Кровать брата размещалась слева от входа в комнату, ближе к печи и примыкала к коридорной стене. Никакой другой мебели, кроме нескольких стульев, в комнате не было.

      Когда я не спал, то сидел за столом у своего окна, спиной к книжному шкафу и что-нибудь читал или рисовал. Это было мое рабочее место. Мамино у правого окна, а мое — у левого. Зимой частенько устраивался за платяным шкафом, поближе к печке голландке погреться. Там постоянно стоял стул.
Печку топили с коридора и обычно под вечер, когда родители приходили с работы. По этой причине к утру в комнате стоял настоящий дубак и вылазить из под теплого одеяла никак не хотелось.

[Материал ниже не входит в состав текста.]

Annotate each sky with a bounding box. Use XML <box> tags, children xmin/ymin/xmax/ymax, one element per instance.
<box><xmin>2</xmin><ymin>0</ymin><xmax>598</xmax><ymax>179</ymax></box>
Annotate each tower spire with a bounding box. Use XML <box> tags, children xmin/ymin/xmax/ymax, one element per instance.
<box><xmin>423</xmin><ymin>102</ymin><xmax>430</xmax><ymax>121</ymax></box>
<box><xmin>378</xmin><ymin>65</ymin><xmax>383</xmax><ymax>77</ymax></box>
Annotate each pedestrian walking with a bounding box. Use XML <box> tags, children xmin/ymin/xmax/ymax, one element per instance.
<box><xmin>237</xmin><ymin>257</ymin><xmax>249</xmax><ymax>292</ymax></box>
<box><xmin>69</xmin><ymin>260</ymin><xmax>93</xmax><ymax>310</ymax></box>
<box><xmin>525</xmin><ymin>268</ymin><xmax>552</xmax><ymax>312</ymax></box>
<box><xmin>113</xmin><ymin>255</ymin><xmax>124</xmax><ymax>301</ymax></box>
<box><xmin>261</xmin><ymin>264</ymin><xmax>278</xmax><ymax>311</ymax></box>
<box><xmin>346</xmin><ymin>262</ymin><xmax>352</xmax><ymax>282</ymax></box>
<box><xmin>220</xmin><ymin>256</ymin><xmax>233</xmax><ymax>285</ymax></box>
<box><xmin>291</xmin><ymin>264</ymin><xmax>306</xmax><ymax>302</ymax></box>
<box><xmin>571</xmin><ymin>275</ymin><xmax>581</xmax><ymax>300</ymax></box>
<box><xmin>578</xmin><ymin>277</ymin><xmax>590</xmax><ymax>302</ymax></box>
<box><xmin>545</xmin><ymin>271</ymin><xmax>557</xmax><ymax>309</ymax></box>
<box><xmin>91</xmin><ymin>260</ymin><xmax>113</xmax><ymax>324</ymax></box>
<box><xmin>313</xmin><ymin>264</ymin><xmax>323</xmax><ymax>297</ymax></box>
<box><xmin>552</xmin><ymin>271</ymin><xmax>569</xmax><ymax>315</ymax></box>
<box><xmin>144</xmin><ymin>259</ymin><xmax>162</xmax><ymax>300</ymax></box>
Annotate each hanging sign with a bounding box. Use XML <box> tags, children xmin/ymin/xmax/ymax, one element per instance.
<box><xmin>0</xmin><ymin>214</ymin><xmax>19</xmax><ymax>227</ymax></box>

Пол был как лед, выручали мамины половики. Голландку топил папа, я ходил за дровами. Бывало, мы вместе усаживались и смотрели на полыхающий огонь, помешивали дрова клюкой.

На кухне печь топили каждый день. На ее плите готовили пищу, в том числе для кормилицы коровы.  Была еще русская печь. Ее предназначение известное. В воскресные дни и по праздникам из нее появлялись наши детские радости в в виде шанег, булочек, пирожков, беляшей. Для их изготовления имелись специальные металлические листы.

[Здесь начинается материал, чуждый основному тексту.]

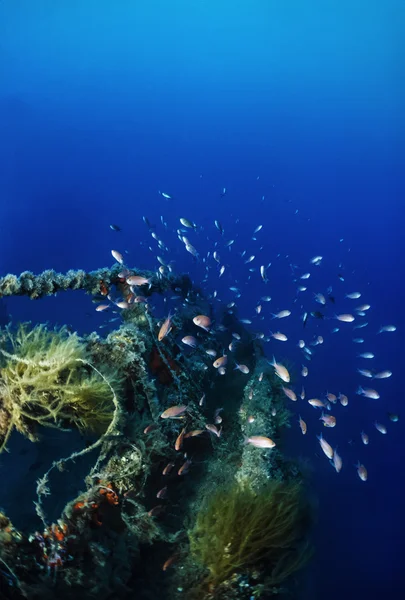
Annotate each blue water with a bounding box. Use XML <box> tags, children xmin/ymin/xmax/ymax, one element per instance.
<box><xmin>1</xmin><ymin>1</ymin><xmax>404</xmax><ymax>598</ymax></box>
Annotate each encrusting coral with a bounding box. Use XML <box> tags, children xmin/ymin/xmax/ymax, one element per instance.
<box><xmin>0</xmin><ymin>323</ymin><xmax>118</xmax><ymax>453</ymax></box>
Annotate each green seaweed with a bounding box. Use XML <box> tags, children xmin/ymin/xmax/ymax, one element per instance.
<box><xmin>188</xmin><ymin>479</ymin><xmax>312</xmax><ymax>593</ymax></box>
<box><xmin>0</xmin><ymin>323</ymin><xmax>118</xmax><ymax>453</ymax></box>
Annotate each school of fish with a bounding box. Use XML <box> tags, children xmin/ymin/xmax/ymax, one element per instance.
<box><xmin>102</xmin><ymin>194</ymin><xmax>399</xmax><ymax>498</ymax></box>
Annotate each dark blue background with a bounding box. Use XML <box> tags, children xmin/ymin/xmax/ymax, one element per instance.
<box><xmin>1</xmin><ymin>1</ymin><xmax>404</xmax><ymax>598</ymax></box>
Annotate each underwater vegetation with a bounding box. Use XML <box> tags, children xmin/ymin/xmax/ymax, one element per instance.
<box><xmin>0</xmin><ymin>265</ymin><xmax>312</xmax><ymax>600</ymax></box>
<box><xmin>0</xmin><ymin>323</ymin><xmax>118</xmax><ymax>453</ymax></box>
<box><xmin>189</xmin><ymin>480</ymin><xmax>312</xmax><ymax>595</ymax></box>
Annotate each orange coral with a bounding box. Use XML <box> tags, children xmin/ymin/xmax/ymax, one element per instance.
<box><xmin>99</xmin><ymin>484</ymin><xmax>119</xmax><ymax>506</ymax></box>
<box><xmin>99</xmin><ymin>280</ymin><xmax>109</xmax><ymax>296</ymax></box>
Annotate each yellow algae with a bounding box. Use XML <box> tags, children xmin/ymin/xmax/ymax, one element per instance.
<box><xmin>189</xmin><ymin>479</ymin><xmax>311</xmax><ymax>591</ymax></box>
<box><xmin>0</xmin><ymin>323</ymin><xmax>118</xmax><ymax>453</ymax></box>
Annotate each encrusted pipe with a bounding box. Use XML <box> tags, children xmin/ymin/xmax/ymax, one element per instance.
<box><xmin>0</xmin><ymin>267</ymin><xmax>192</xmax><ymax>300</ymax></box>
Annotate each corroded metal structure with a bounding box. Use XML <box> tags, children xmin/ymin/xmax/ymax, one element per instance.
<box><xmin>0</xmin><ymin>266</ymin><xmax>310</xmax><ymax>600</ymax></box>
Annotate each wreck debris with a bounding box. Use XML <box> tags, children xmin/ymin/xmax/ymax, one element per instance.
<box><xmin>0</xmin><ymin>265</ymin><xmax>310</xmax><ymax>599</ymax></box>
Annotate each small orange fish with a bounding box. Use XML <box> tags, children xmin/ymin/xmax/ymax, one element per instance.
<box><xmin>356</xmin><ymin>462</ymin><xmax>368</xmax><ymax>481</ymax></box>
<box><xmin>193</xmin><ymin>315</ymin><xmax>211</xmax><ymax>331</ymax></box>
<box><xmin>111</xmin><ymin>249</ymin><xmax>124</xmax><ymax>264</ymax></box>
<box><xmin>213</xmin><ymin>355</ymin><xmax>228</xmax><ymax>368</ymax></box>
<box><xmin>116</xmin><ymin>301</ymin><xmax>129</xmax><ymax>309</ymax></box>
<box><xmin>160</xmin><ymin>405</ymin><xmax>188</xmax><ymax>419</ymax></box>
<box><xmin>185</xmin><ymin>242</ymin><xmax>198</xmax><ymax>257</ymax></box>
<box><xmin>271</xmin><ymin>310</ymin><xmax>291</xmax><ymax>319</ymax></box>
<box><xmin>314</xmin><ymin>293</ymin><xmax>326</xmax><ymax>305</ymax></box>
<box><xmin>269</xmin><ymin>357</ymin><xmax>290</xmax><ymax>383</ymax></box>
<box><xmin>332</xmin><ymin>449</ymin><xmax>342</xmax><ymax>473</ymax></box>
<box><xmin>162</xmin><ymin>462</ymin><xmax>175</xmax><ymax>475</ymax></box>
<box><xmin>162</xmin><ymin>555</ymin><xmax>177</xmax><ymax>571</ymax></box>
<box><xmin>182</xmin><ymin>335</ymin><xmax>197</xmax><ymax>348</ymax></box>
<box><xmin>245</xmin><ymin>436</ymin><xmax>276</xmax><ymax>449</ymax></box>
<box><xmin>270</xmin><ymin>331</ymin><xmax>288</xmax><ymax>341</ymax></box>
<box><xmin>308</xmin><ymin>399</ymin><xmax>325</xmax><ymax>408</ymax></box>
<box><xmin>317</xmin><ymin>434</ymin><xmax>334</xmax><ymax>459</ymax></box>
<box><xmin>184</xmin><ymin>429</ymin><xmax>205</xmax><ymax>438</ymax></box>
<box><xmin>375</xmin><ymin>421</ymin><xmax>387</xmax><ymax>434</ymax></box>
<box><xmin>148</xmin><ymin>505</ymin><xmax>164</xmax><ymax>517</ymax></box>
<box><xmin>96</xmin><ymin>304</ymin><xmax>109</xmax><ymax>312</ymax></box>
<box><xmin>357</xmin><ymin>387</ymin><xmax>379</xmax><ymax>399</ymax></box>
<box><xmin>175</xmin><ymin>428</ymin><xmax>186</xmax><ymax>451</ymax></box>
<box><xmin>373</xmin><ymin>370</ymin><xmax>392</xmax><ymax>379</ymax></box>
<box><xmin>339</xmin><ymin>393</ymin><xmax>349</xmax><ymax>406</ymax></box>
<box><xmin>361</xmin><ymin>431</ymin><xmax>369</xmax><ymax>445</ymax></box>
<box><xmin>158</xmin><ymin>313</ymin><xmax>173</xmax><ymax>341</ymax></box>
<box><xmin>180</xmin><ymin>217</ymin><xmax>195</xmax><ymax>229</ymax></box>
<box><xmin>214</xmin><ymin>407</ymin><xmax>223</xmax><ymax>424</ymax></box>
<box><xmin>298</xmin><ymin>416</ymin><xmax>307</xmax><ymax>435</ymax></box>
<box><xmin>156</xmin><ymin>486</ymin><xmax>168</xmax><ymax>499</ymax></box>
<box><xmin>356</xmin><ymin>304</ymin><xmax>371</xmax><ymax>311</ymax></box>
<box><xmin>205</xmin><ymin>423</ymin><xmax>222</xmax><ymax>437</ymax></box>
<box><xmin>126</xmin><ymin>275</ymin><xmax>151</xmax><ymax>286</ymax></box>
<box><xmin>320</xmin><ymin>413</ymin><xmax>336</xmax><ymax>428</ymax></box>
<box><xmin>178</xmin><ymin>458</ymin><xmax>192</xmax><ymax>475</ymax></box>
<box><xmin>144</xmin><ymin>423</ymin><xmax>158</xmax><ymax>434</ymax></box>
<box><xmin>335</xmin><ymin>313</ymin><xmax>355</xmax><ymax>322</ymax></box>
<box><xmin>282</xmin><ymin>386</ymin><xmax>297</xmax><ymax>401</ymax></box>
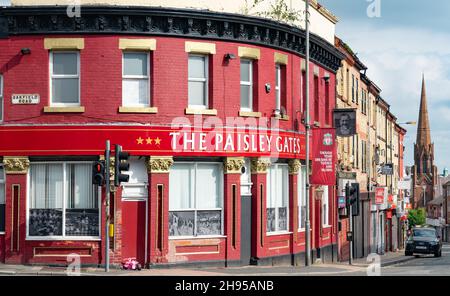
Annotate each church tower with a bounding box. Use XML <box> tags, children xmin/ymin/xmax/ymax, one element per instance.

       Через коридорное окно, которое выходило во двор, во времена перестройки и всяческого бес предела, в дом  забирались «домушники» с целью чем -нибудь разжиться. Тащили все что попадет под руки, особенно изделия из цветных металлов. Их сдавали в процветающие в то время пункты по приему этих самых цветных металлов, созданные, как будто специально, для массового грабежа личного и государственного имущества.
       Помню время, когда в коридоре стоял холодильник «Саратов-2», а над ним висело зеркало Позже холодильник переставили подальше от печи, в кладовку, которой заканчивался коридор, а зеркало осталось на старом месте. Напротив печи, рядом с зеркалом находилась вешалка для верхней одежды и головных уборов. Под вешалкой стояла обувь, та что не очень грязная. Повседневную уличную оставляли  в сенях.

Отдельно надо сказать о дверях. Всего их, считая уличную и ту, что была в сенях, было семь. Домовые двери, как и рамы, прошли все испытания и никогда не ломались. Все они стоят на своих местах, за исключением кухонной, которую решили снять за ненадобностью и с целью расширить место в коридоре. Когда осела дверь с улицы, на ее место поставили кухонную. До этого она несколько лет простояла в сарае.

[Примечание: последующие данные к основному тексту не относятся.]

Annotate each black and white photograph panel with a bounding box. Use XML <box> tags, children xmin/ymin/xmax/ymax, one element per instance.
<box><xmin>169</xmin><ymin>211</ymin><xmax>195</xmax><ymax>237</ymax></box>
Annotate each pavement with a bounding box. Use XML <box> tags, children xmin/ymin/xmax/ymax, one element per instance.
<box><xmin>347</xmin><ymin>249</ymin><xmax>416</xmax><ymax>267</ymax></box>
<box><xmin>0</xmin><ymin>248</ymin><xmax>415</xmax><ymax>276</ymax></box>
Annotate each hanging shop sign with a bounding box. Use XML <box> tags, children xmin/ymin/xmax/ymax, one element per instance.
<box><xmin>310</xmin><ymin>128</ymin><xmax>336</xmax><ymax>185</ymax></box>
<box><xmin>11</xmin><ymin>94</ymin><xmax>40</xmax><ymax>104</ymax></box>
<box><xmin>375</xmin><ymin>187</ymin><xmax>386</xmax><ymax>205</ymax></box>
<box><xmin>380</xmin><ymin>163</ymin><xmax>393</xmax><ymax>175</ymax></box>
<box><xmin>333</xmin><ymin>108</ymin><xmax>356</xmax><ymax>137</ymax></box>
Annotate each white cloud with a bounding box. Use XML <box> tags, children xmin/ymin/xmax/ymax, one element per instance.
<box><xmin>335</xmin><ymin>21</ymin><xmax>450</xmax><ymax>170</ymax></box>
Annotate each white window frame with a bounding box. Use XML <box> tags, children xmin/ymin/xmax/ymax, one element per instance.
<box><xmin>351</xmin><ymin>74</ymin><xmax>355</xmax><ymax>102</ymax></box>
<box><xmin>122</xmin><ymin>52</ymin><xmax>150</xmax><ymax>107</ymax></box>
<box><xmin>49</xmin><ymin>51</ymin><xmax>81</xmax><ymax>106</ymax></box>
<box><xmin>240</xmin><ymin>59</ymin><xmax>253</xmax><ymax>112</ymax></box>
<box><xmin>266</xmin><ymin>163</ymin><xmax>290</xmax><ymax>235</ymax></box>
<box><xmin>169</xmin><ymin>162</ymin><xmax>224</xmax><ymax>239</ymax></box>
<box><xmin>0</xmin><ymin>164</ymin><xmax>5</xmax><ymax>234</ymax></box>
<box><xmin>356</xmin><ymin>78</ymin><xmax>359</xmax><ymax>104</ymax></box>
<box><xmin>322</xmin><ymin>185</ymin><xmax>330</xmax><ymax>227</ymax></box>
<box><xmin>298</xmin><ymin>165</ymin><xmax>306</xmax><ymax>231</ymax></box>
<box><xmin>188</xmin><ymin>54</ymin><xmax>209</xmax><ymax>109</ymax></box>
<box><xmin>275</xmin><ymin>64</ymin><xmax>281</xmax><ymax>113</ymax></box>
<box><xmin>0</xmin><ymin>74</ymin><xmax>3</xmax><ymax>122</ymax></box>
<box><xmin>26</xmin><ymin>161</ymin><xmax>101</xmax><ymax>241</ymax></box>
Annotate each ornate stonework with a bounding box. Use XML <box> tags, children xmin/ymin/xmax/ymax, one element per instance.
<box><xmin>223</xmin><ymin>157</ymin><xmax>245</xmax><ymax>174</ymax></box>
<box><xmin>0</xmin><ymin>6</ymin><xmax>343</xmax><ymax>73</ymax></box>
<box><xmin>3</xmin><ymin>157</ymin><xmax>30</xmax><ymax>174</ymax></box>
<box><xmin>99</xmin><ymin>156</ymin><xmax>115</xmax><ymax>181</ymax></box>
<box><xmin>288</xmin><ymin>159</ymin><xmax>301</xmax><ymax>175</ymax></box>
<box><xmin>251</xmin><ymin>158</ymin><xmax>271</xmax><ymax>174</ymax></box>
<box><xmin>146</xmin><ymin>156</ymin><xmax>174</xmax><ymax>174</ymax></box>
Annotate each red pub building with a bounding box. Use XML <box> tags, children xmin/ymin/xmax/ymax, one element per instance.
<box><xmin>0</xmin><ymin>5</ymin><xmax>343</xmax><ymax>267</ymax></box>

        При входе из сеней в дом слева находилась кладовая размером совсем ничего. Вторая подобная находилась в конце коридора. Две кладовки напоминали, что изначально квартира была рассчитана на две семьи, что первоначально повсеместно и соблюдалось. Семья побольше (или местного руководителя) обитала в более просторных апартаментах (в большой комнате), а семья поменьше (рядовых сотрудников и рабочих предприятия) - в маленькой комнате. Кухня, коридор и печи, выходящие на обе квартиры, были общие. А вот кладовки, раздельные. В целом, действовала коммунальная система.

Касалась она и сарая на улице. В нем имелось два подсобных помещения, по размерам не одинаковым. Чердак, или как его еще называли, сеновал, был общим и использовался для сушки белья и хранения устаревших вещей и мебели. У кого имелась домашняя живность, как у нас, тот использовал чердак в качестве сеновала. Я хорошо помню, как отец поручал мне залазить на сеновал и сбрасывать сено вниз. Рядом с коровьей стайкой имелся небольшой угол для хранения сена, вот отец его и заполнял его сроком на неделю.

       Стайка занимала одно подсобное помещение сарая, во втором располагался папин верстак, инструменты, всякий инвентарь для огородных и сенокосных дел, мои лыжи, телега и сани возить воду и многое еще чего разного. Под землей находилась ямка для хранения картофеля, моркови, свеклы. Бочка с квашенной капустой стояла в сенной кладовке.
       Большая комната была и гостиная, и родительская спальная. В правом углу стояла их панцирная койка с блестящими никелированными стойками. Над ней висел небольшой легкий темно-желтый коврик с оленями, которых папа называл маралами.
При входе в комнату слева выступала часть печи голландки, справа стоял диван, на котором любил сидеть, а потом он на нем и спал, папа.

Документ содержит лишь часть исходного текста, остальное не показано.